Kyte launched today, and as Rex Dixon pointed out, it has already been discussed ad nauseum. But never one to shy away from the latest hot trend, I decided to see what all the fuss was about. Kyte is a media remixing service that lets anyone "create their own interactive TV channel," which basically means you can upload video, photos, and audio and mix them into slideshows that other people can watch.
Of all the comparisons being made -- and there are many -- SplashCast made the most sense; they appeared to be more or less the same application, so I initially set out to compare them. But after playing with both services for awhile, I realized that in terms of editing together media, there isn't much that either can do that more mature video editing services like Jumpcut, eyespot, or motionbox can't do. Video? Check. Photos? Check. Audio? Check. Text? Check. Create a channel, leave comments, share on MySpace? Check, check, check. All that, and with generally more intuitive editing tools, in my opinion. However, editing, isn't what makes Kyte compelling.

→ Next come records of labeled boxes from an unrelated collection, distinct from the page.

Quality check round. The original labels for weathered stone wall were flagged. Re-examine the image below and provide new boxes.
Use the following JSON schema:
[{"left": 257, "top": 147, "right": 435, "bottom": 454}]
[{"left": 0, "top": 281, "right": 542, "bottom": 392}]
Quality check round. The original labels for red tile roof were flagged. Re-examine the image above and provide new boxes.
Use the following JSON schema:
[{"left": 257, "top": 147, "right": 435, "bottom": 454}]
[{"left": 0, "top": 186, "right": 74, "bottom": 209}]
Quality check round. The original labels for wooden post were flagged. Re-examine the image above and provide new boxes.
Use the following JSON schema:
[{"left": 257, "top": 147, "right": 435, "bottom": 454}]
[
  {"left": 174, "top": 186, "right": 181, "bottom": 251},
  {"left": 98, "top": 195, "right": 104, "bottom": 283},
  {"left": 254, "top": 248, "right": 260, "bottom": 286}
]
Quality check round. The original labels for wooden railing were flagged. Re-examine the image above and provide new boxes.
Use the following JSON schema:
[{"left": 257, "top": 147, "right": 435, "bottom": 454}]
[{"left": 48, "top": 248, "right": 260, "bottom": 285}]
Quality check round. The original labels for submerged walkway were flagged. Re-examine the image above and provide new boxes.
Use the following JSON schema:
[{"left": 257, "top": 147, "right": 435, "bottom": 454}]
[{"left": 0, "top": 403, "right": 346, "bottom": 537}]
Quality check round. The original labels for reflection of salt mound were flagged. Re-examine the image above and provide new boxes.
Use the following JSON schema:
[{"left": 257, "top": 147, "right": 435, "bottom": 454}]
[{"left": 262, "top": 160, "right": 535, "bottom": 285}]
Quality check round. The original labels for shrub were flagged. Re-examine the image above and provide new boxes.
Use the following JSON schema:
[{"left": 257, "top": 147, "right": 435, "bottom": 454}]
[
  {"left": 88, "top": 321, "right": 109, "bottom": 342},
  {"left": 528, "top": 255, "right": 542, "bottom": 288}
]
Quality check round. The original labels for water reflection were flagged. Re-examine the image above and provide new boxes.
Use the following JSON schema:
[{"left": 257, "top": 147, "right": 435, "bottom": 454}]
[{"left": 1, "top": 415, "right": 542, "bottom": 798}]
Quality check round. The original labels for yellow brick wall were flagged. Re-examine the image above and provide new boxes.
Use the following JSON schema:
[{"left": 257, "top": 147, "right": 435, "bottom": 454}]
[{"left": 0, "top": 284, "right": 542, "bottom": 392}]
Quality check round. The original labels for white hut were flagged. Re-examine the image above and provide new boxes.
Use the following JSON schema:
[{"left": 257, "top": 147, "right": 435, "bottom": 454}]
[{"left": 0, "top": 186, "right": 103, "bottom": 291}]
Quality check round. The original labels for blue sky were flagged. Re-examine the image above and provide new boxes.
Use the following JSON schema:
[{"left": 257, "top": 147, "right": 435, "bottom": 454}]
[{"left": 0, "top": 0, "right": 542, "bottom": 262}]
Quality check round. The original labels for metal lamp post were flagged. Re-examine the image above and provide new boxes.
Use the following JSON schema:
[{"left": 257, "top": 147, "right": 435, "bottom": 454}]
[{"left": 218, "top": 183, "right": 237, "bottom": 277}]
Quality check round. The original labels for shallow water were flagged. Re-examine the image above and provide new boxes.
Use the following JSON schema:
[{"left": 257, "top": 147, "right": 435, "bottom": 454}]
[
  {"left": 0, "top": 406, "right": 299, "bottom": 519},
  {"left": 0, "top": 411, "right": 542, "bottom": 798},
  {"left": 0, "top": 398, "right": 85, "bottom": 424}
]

What makes Kyte compelling, are its mobile and social tools. The ability to watch TV from your phone (assuming your handset and service plan is compatible) is nifty, so is chatting with other users watching the same video and leaving in-video polls for real-time feedback. But what will really get users excited is that Kyte lets people broadcast live video direct from their high-end cell phone, which makes the service more like Twitter or Ustream.tv.
As Kyte says in their introduction video, if you want to do a live stream of the banana you're holding, you can. And I fear, that somewhere, someone will very soon being producing a live show of stationary fruit.
While I admit that the constant-blogging phenomenon is one that I don't really get (I lead a pretty mundane life; this video I made on Jumpcut this morning with my cell phone while playing around with various video editing services is proof of that), there's no denying that Twitter has struck a chord with users. And what's better than live blogging your location and thoughts in text? Perhaps, doing it in video.
User who are looking for a way to put up slide shows or edit videos for the web would be better served by more mature services dedicated to media editing, but Kyte might find a niche among people of the Twitter crowd who yearn for a more visual way to show the world what they're up to.
One thing Kyte needs to fix post-haste: the annoying noise that sounds every time a new users signs into the chat room. It is, well, annoying, and really distracts from the video you're trying to watch.